5. The PM integration pattern is reusable. The claw agent PM + forge agent Builder pattern generalizes to document generation, data migration, infrastructure setup, and any domain where you need a conversational interface for requirements and an iterative builder for execution.

6. Plan decomposition quality determines build success. Builds with 5-8 small, specific tasks succeed more often and cost less than builds with 2-3 large tasks. Invest time in the plan generation prompt.

7. Learnings accumulation prevents redundant retries. An insight discovered on task 1 prevents the same error on tasks 2 through 5. Over a 5-task build, this typically saves 2-3 iterations and $0.50-$1.00 in cost.

Exercises #

Exercise 1: Add a Linting-Only Verify Mode

Modify the verify_build function to support a lint_only mode that checks only pylint results without running pytest. Add a configuration flag to the Builder that selects between "full" and "lint_only" modes. Write tests for both.

Exercise 2: Multi-Language Support

Extend the Builder to support JavaScript/Node.js projects. Create a JSBuilder forge agent with npm test and eslint in its verify function. The PM should detect the target language from the feature description and spawn the right Builder.

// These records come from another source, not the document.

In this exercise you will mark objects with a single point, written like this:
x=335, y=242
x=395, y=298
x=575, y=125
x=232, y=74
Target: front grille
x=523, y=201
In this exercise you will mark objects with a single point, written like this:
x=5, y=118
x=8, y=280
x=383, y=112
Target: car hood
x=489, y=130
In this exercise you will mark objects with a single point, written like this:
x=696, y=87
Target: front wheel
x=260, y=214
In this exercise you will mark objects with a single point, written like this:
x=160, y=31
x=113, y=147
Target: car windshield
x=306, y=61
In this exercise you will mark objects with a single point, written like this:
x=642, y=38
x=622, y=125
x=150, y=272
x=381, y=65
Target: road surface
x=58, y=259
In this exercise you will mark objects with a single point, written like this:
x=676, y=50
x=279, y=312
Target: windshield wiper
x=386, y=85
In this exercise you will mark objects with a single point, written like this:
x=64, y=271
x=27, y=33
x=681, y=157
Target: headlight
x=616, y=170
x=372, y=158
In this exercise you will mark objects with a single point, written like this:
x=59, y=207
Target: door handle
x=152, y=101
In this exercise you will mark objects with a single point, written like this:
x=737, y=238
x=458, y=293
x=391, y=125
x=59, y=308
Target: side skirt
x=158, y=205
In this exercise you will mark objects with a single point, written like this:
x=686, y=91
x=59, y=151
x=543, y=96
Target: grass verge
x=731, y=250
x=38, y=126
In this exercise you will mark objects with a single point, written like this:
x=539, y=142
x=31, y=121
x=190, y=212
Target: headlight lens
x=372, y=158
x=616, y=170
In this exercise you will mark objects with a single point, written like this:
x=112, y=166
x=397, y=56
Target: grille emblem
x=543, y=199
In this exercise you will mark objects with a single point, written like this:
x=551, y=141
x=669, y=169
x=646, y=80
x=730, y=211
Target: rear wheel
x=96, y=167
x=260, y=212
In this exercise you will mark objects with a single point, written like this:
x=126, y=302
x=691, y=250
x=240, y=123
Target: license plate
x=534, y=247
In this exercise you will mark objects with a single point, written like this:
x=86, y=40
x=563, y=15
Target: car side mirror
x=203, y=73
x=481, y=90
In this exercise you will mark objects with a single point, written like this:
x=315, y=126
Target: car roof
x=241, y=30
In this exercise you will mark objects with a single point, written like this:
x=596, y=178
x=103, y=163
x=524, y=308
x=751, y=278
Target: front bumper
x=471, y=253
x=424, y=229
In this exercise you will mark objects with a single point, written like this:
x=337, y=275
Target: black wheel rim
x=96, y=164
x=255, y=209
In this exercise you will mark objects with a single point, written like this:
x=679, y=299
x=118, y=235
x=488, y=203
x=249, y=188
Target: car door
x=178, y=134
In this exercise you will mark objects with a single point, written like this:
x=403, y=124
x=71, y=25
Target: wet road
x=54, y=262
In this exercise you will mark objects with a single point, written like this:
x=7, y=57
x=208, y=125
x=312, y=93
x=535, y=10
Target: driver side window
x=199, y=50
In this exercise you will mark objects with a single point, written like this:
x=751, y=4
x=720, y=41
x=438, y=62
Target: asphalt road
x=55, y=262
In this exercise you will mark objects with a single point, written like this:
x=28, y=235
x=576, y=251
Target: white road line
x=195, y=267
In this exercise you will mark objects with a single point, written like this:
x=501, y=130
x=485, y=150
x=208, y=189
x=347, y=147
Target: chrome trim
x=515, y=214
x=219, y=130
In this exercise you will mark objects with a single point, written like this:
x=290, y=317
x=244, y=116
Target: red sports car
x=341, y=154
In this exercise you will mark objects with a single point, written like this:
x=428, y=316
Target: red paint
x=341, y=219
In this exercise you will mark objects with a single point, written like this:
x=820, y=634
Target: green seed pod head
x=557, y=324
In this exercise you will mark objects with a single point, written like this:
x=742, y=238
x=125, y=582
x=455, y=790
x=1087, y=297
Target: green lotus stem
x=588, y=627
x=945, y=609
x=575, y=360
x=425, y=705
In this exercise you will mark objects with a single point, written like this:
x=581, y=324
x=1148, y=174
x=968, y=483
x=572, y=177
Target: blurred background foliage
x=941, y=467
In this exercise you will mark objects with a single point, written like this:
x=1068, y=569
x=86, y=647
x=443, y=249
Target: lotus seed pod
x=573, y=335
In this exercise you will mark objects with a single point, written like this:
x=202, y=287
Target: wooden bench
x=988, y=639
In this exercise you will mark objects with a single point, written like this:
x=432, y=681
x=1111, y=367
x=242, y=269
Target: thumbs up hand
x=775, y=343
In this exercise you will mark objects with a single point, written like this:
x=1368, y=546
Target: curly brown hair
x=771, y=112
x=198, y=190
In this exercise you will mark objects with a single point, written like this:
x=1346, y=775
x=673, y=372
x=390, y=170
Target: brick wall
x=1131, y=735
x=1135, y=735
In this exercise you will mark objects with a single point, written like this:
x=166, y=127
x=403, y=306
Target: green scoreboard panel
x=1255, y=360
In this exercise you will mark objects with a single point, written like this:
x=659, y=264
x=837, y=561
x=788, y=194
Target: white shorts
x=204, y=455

Exercise 3: Plan Review Checkpoint

Add a human-in-the-loop step between plan generation and build execution. The PM should present the plan and wait for "approve", "revise", or "cancel" before spawning the Builder. Use session persistence across the approval flow.

Exercise 4: Cost Optimization Dashboard

Write a standalone Neam program that reads all progress.jsonl files from a directory and generates a report showing: average cost per task, tasks requiring the most retries, total spending over 7 days, and decomposition recommendations.

Exercise 5: Rollback and Retry

Implement a rollback_and_retry skill for the PM that rolls back to the last successful git checkpoint when a build fails, modifies the failed task's description based on the abort reason, and spawns a new Builder instance.

Exercise 6: Parallel Task Execution

Redesign the Builder for parallel task execution. Modify the plan format to include dependency annotations. Implement a scheduler that identifies independent tasks and runs multiple forge agents concurrently using dag_execute.